Situé à quelques mètres de la marina de Carleton-sur-Mer, à même les locaux de la Brûlerie du Quai, Danny fabrique du chocolat à partir de fèves de cacao depuis cinq ans. Chaleur B Chocolat veut devenir le fournisseur local des pâtissiers et cuisiniers de la province de Québec.

« J’ai doublé ma superficie de production et investi plus de 800 000 $ en automatisation depuis les deux dernières années, raconte Danny Marquis. Certaines tâches sont désormais entièrement automatisées [concassage et vannage] afin que je puisse être compétitif dans le marché. C’est le producteur de cacao qui fait le plus gros du travail, poursuit le chocolatier, c’est la partie la plus importante pour avoir un chocolat de qualité. »

À ce jour, des chocolatiers de l’Outaouais, de Chaudière-Appalaches et du Nouveau-Brunswick créent des gourmandises chocolatées à partir du chocolat de Danny Marquis. D’ici peu, il souhaite approcher des pâtissiers et confiseurs de la région de Montréal ainsi que certains de la côte est américaine.

De la fève au chocolat 101

La confection d’une tablette de chocolat à partir de fèves de cacao jusqu’au moulage prend jusqu’à sept jours de travail.

Une fois les fèves triées afin de conserver les moins endommagées (une fois par le producteur, une deuxième fois par le chocolatier), elles sont torréfiées pour développer les arômes, cassées et vannées, dans le but d’en extraire le grué, qui, une fois le conchage effectué, devient chocolat.

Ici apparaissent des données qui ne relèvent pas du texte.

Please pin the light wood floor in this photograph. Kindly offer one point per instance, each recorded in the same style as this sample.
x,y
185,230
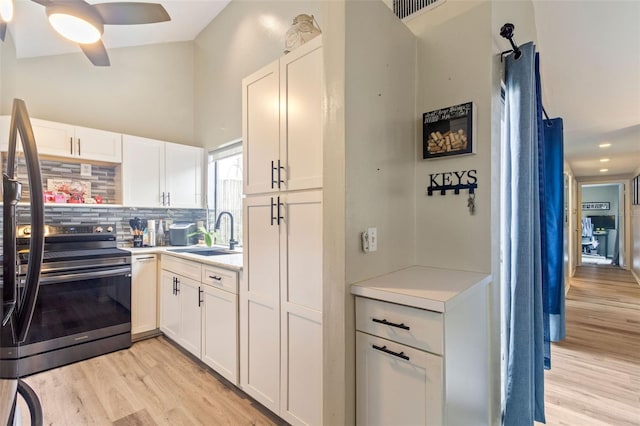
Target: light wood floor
x,y
152,383
595,373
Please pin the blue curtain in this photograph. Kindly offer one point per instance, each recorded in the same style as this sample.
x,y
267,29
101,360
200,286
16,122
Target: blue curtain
x,y
552,192
522,254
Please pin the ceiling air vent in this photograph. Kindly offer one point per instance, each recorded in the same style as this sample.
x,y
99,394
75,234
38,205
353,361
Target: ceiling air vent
x,y
407,9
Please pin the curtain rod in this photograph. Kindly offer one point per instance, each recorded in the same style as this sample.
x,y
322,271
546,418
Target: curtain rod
x,y
507,32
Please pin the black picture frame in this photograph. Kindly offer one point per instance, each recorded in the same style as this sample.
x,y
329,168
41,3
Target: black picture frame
x,y
448,131
596,205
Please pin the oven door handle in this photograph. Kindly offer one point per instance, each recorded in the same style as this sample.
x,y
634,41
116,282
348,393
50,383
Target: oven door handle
x,y
78,276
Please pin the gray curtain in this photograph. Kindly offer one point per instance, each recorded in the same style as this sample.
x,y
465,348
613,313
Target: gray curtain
x,y
522,266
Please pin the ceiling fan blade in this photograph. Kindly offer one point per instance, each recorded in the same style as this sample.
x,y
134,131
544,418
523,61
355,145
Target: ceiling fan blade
x,y
131,13
96,53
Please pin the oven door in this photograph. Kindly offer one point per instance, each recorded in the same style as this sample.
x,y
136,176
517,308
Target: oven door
x,y
78,307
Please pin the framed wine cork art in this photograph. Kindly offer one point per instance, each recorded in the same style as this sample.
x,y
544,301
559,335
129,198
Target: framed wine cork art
x,y
448,131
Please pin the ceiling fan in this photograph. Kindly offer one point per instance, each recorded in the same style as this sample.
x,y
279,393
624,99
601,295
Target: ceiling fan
x,y
84,23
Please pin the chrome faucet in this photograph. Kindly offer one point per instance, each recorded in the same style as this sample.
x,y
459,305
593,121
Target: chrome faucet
x,y
232,242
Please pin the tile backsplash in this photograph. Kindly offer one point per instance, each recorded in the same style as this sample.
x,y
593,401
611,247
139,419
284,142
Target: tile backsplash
x,y
72,214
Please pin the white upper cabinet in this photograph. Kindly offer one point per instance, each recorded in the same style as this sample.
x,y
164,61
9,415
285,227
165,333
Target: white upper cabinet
x,y
301,117
183,175
161,174
65,140
260,123
282,123
142,171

La tâche la plus importante dans la production de chocolat est la fermentation. C’est à ce moment-là que les arômes de la variété et du terroir se développent.

C’est l’ajout de sucre lors de cette dernière étape qui détermine le pourcentage de cacao que l’on retrouve sur l’emballage.

Certains artisans chocolatiers poussent la recherche aromatique en faisant vieillir leur chocolat jusqu’à plusieurs mois, ce qui permettrait de développer la complexité des arômes. Même s’il n’y a pas d’études à ce sujet, le vieillissement du chocolat bean to bar est comparé à celui du vin, en ce sens où le temps bonifie le terroir.